A bitmap index's memory footprint scales with the cardinality of each selected level.
Partitioning Selection
Aggregate Providers can be configured to support parallel query execution through data partitioning. When enabled, this feature:
- Divides pre-aggregated data into separate partitions
- Allows the computation chain to process these partitions independently
- Maintains the separation of data for as long as possible during query execution
Benefits of partitioning include:
- Improved query performance through parallel processing
- Better resource utilization across multiple threads
Selecting a partitioning requires analysis of both Query Patterns and Data Distribution: the goal
is to evenly distribute the data across the partitions while evenly distributing the workload.

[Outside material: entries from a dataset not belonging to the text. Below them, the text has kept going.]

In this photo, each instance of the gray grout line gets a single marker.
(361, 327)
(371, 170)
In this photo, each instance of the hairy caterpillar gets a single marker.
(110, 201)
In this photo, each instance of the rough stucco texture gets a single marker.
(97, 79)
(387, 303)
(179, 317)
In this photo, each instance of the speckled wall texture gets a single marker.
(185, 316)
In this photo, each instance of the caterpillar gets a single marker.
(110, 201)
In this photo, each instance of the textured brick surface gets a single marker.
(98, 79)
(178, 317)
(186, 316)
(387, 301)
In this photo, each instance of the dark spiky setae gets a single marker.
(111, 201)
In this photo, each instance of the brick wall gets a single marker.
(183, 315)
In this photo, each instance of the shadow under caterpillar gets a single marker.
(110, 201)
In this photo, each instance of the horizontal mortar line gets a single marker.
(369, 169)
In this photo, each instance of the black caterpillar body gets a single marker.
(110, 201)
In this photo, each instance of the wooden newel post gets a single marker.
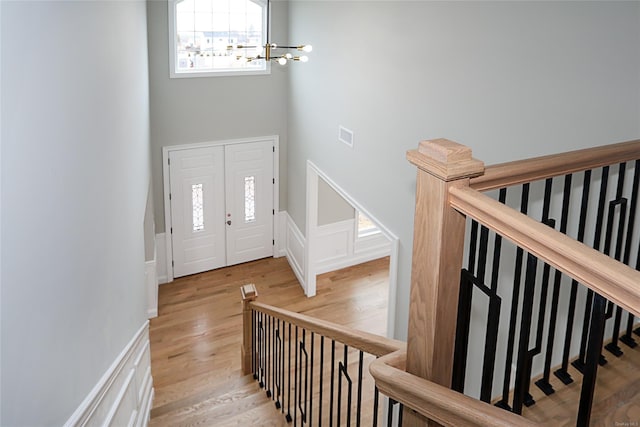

The number of CPU cores should be taken into account as well.
Selecting a partitioning is optional. When unspecified, the Aggregate Provider will
automatically align its partitioning with the underlying datastore (if applicable).
Characteristics
Atoti automatically and transparently maintains the defined Aggregate Providers.
- Whenever possible, Atoti prioritizes using an Aggregate Provider over using the underlying database's aggregation capabilities.
- Aggregate Providers natively handle data versioning, ensuring consistent version management across the system.
- With a datastore as the core of the application's architecture, Aggregate Providers dynamically react to datastore transactions, maintaining perfect synchronization between the Datastore, the Cube, and its Aggregate Providers.
With an external database as the core of the application's architecture, Atoti cannot automatically listen to a stream of updates coming from the database. In this case, Data Versioning and Consistency is the responsibility of the end user.